I'm looking for a solution to this problem:
$$\left\{\forall x (Qx \leftrightarrow (\exists y (Rxy \wedge \neg x = y))),\quad \forall x Qx,\quad \exists x \exists y \forall z (z = x \vee z = y)\right\} \models \forall x \forall y (Rxy \leftrightarrow Ryx)$$
I can see that the brunt of the proof will come from making a contradiction between the identities in the conjunction and those in the first premise, but I'm not sure. Some help would be much appreciated!
This is pretty old now, but I can confirm that there exists a direct proof for this that is very long and ugly - the third premise means that everything in the domain is split into two sets, those that are equal to $a$ and those that are equal to $b$. Once you instantiate for your universals in the conclusion, and your existentials in the first premise, you can check for each disjunct for each of your variables.
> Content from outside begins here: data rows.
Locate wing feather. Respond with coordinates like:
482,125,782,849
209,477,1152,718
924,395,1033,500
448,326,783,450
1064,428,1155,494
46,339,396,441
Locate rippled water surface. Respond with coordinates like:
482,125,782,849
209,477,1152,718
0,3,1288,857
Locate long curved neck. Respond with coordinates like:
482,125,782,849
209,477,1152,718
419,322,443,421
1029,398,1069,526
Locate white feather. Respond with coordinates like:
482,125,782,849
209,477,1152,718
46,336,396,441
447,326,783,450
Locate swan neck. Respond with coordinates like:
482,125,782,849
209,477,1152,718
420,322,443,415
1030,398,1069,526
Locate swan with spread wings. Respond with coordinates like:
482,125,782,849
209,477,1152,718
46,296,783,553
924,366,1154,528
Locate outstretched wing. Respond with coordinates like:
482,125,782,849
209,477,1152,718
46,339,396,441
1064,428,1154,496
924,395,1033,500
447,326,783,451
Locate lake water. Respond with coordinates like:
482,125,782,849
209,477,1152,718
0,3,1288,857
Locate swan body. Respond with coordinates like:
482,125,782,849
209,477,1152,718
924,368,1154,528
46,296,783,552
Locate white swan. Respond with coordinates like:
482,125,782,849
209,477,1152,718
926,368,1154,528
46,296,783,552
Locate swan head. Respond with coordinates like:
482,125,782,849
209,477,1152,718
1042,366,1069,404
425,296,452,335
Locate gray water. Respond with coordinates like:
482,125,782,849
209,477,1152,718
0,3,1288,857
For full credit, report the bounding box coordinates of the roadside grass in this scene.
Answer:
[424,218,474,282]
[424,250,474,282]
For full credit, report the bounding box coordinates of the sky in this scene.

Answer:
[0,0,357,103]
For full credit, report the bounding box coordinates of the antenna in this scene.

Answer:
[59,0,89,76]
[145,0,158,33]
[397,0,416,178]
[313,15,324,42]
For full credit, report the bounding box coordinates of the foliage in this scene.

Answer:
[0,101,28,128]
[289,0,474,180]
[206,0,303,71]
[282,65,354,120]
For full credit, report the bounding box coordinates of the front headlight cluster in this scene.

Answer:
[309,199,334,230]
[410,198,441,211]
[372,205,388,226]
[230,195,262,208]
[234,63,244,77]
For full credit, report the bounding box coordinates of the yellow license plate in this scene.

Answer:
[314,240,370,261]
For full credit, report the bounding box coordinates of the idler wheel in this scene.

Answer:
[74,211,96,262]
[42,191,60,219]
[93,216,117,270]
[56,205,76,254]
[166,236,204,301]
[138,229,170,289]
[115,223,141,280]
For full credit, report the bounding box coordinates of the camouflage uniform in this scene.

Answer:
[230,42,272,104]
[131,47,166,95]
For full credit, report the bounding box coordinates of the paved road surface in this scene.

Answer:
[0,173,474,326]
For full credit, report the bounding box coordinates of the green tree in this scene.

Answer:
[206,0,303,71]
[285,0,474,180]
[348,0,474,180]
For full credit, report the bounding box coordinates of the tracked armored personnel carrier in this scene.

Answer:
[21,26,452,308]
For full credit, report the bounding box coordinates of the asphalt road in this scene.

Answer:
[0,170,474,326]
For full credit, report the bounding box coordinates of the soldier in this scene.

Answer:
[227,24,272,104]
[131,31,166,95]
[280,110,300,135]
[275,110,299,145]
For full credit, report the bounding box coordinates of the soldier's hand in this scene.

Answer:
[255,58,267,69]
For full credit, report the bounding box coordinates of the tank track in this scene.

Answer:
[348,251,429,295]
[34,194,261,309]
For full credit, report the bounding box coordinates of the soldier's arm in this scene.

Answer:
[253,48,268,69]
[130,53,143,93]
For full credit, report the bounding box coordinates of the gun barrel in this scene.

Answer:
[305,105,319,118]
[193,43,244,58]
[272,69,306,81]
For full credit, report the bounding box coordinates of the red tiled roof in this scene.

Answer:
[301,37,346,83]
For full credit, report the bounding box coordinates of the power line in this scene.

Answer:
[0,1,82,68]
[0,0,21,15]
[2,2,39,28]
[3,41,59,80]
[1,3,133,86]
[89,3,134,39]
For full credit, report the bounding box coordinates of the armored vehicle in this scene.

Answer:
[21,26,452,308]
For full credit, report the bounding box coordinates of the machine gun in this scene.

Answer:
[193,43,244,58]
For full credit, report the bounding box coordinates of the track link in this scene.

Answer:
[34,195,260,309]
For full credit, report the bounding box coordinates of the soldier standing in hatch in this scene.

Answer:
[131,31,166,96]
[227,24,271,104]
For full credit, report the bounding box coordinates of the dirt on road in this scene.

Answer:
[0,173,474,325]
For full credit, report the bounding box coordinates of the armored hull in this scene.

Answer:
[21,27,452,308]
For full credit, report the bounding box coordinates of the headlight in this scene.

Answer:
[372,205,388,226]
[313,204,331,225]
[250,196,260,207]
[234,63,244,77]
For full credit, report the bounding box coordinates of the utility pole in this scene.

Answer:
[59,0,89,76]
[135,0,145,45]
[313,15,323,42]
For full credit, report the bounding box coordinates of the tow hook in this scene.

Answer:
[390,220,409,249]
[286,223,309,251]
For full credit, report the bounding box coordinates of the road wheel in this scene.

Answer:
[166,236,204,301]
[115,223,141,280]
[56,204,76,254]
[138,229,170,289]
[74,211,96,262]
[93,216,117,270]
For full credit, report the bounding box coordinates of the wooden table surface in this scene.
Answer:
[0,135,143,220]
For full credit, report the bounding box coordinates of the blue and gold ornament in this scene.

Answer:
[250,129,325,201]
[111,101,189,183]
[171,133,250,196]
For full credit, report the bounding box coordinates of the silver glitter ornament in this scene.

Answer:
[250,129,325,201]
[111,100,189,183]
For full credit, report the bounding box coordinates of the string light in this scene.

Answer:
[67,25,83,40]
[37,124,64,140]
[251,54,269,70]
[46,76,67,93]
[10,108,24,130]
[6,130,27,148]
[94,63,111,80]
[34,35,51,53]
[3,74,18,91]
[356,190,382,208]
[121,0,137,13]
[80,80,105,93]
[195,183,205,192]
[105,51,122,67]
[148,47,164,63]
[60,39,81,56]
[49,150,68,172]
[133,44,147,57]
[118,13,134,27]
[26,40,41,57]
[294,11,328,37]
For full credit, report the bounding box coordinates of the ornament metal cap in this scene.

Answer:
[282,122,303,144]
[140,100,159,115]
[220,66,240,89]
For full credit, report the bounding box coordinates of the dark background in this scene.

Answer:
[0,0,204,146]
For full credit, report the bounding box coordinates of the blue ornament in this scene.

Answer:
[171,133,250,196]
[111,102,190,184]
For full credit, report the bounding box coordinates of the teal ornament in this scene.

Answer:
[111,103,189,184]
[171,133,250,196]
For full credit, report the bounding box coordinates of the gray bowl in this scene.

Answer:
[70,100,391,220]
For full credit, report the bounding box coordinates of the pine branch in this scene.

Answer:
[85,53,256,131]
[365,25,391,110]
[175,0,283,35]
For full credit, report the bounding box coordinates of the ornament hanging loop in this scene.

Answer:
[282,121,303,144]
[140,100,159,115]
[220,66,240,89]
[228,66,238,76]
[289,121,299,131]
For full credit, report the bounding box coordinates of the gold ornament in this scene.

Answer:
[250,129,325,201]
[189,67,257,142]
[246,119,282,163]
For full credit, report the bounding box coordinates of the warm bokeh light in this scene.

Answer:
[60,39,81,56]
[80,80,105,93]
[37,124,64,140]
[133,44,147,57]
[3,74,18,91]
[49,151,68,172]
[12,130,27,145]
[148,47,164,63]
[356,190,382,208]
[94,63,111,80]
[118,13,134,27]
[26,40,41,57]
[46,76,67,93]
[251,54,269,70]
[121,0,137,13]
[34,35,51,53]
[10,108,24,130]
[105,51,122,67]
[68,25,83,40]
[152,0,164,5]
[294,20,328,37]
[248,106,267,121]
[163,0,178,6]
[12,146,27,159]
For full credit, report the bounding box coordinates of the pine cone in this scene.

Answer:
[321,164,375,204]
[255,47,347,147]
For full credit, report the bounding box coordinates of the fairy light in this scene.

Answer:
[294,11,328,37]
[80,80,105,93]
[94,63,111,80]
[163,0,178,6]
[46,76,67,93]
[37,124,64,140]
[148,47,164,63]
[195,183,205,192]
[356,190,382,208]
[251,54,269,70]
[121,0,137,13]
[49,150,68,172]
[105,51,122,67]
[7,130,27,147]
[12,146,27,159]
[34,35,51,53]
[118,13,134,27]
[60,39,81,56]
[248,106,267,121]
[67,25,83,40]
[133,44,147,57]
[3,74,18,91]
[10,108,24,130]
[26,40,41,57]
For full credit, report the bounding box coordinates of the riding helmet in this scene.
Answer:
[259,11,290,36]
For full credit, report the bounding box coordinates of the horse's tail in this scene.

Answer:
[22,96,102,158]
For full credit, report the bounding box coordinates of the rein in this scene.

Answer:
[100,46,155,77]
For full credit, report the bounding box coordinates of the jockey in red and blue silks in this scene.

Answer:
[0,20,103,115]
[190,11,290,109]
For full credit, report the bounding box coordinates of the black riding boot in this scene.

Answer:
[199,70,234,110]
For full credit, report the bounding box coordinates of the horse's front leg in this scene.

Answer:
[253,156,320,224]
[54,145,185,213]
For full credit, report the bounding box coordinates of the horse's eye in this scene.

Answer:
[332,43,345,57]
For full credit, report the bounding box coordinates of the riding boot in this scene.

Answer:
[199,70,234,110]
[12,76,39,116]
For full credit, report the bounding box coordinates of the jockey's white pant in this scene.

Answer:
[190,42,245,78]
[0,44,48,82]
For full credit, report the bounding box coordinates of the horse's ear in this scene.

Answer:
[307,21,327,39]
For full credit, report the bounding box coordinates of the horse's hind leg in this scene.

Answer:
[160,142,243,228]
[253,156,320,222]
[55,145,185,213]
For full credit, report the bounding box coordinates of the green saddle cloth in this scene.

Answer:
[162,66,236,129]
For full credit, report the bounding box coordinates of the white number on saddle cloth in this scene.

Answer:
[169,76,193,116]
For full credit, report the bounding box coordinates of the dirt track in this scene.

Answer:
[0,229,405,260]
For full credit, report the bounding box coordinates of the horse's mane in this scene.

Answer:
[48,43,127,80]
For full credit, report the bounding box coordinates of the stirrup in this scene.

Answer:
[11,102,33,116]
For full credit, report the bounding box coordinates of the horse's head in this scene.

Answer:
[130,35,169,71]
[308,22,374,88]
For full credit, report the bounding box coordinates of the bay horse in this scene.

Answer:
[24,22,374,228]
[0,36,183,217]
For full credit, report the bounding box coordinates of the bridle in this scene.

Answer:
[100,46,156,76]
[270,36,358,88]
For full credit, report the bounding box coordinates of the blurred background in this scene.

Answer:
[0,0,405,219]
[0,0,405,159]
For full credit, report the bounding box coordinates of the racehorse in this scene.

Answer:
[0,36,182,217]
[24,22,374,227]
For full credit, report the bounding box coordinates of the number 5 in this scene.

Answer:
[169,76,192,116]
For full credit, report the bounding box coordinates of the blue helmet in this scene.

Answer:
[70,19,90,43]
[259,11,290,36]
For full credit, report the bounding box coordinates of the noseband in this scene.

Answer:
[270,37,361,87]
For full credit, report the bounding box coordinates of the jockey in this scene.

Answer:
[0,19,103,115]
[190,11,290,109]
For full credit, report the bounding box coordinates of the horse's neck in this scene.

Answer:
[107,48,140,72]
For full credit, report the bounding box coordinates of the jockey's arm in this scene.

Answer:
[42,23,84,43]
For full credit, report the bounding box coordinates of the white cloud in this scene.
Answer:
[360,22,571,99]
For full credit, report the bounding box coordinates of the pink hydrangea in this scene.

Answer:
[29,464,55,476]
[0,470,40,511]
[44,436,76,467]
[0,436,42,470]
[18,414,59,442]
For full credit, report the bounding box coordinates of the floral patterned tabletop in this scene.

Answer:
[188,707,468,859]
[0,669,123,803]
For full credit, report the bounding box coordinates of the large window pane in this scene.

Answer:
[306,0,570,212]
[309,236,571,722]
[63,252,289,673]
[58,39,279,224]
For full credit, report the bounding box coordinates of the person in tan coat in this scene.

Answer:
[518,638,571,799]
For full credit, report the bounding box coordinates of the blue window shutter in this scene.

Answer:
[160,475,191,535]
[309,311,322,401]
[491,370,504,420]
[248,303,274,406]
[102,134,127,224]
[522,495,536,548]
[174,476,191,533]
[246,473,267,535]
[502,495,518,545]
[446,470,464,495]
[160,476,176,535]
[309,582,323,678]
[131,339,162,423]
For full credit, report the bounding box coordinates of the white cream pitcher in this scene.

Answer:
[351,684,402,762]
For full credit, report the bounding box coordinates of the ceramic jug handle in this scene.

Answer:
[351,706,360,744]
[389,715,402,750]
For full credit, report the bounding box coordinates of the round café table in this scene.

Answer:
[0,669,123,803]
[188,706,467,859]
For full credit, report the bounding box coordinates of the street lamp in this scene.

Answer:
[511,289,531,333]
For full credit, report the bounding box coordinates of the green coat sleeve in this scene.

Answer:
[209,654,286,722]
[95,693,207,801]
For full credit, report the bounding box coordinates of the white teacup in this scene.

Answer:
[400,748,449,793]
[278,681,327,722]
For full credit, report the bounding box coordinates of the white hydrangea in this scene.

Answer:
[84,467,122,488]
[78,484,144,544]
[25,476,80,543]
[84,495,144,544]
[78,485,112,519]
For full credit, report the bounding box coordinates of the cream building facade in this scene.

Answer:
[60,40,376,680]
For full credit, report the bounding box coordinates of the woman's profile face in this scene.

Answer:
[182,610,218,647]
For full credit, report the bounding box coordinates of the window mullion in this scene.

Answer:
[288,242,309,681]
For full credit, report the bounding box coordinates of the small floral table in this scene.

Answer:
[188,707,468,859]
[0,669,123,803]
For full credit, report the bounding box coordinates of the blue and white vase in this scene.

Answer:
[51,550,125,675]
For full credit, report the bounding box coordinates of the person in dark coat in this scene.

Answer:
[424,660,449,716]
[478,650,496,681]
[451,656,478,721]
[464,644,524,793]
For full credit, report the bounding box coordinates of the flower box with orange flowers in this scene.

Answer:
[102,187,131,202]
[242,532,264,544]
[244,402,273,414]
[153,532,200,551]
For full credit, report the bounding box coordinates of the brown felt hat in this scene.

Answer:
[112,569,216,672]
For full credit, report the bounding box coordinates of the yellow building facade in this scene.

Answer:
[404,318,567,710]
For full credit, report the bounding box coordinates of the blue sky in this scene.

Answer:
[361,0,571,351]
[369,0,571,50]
A whole bunch will result in contradictions, because of what you get from instantiating premise 1. Those that don't, will be cases where the things in the conclusion are the same, so ($Raa$ iff $Raa$), or you'll have gotten the case where $a\neq b$, but will have that $Rab$ and $Rba$, so $Rab$ iff $Rba$.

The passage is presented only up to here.